[gav]

Recently I had to support a client who had a "no CVEs in a production deploy, ever" policy.

The stack included Linux, Java, Chromium, and MySQL. It took multiple person-years of playing whack-a-mole with dependencies to get it into production because we'd have to have conversations like:

  Client: there's a CVE in the this module 
  Us: that's not exploitable because it's behind a configuration option that we haven't enabled
  Client: somebody could turn it on
  Us: even if they somehow did and nobody noticed, they would have to stand up a server inside your VPC and connect to that
  Client: well what if they did that?
  Us: then they'd already have root and you are hosed 
  Client: but the CVE
  Us: 

So I definitely appreciate any vendor that tries to minimize CVEs.

[Reelix]

In their defense, if the latest version of a module has a CVE, then it's either a 0-day, or an unsupported module.

In either case, you should probably do something about it.

[MZMegaZone]

That's just a braindead policy.

Really, really dumb.

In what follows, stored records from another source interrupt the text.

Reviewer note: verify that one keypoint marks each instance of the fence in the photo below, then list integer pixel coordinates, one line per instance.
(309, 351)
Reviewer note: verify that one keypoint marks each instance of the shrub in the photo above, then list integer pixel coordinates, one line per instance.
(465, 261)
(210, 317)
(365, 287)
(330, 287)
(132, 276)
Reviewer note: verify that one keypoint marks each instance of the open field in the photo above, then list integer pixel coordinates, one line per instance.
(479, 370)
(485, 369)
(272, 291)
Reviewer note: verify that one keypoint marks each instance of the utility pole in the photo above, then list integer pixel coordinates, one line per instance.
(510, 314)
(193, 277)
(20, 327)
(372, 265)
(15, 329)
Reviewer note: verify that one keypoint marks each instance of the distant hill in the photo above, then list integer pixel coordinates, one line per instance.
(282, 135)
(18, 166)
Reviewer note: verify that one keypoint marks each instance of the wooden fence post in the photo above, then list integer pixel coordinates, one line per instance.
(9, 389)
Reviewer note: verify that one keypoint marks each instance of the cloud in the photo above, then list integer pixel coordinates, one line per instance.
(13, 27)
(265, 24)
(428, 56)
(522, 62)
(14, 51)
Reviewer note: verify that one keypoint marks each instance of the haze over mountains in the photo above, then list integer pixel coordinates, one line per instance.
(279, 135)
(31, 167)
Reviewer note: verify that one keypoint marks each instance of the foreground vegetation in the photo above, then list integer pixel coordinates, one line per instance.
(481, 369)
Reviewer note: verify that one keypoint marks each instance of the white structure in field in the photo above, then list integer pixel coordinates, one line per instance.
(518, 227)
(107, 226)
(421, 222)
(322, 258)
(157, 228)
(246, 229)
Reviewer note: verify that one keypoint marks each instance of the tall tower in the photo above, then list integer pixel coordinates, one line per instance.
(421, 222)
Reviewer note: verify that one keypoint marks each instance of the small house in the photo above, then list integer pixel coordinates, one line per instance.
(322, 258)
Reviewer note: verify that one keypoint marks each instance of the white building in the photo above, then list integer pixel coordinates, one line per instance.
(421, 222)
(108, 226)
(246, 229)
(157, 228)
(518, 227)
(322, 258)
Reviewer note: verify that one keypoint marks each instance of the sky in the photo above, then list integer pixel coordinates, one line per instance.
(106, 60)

Not at all good security, just checking boxes.

[gwd]

I mean, yeah, but if that's the way big bureaucratic organizations get sometimes. Bigger means more likely to have a brain-dead policy like this, but also more money... so, do you give up the money, or do you accommodate their policy while trying to minimize the cost?

[MZMegaZone]

Oh, I'll cash their check. I'll tell them, in professional terms, why they should change their policy, but I'll still cash the check.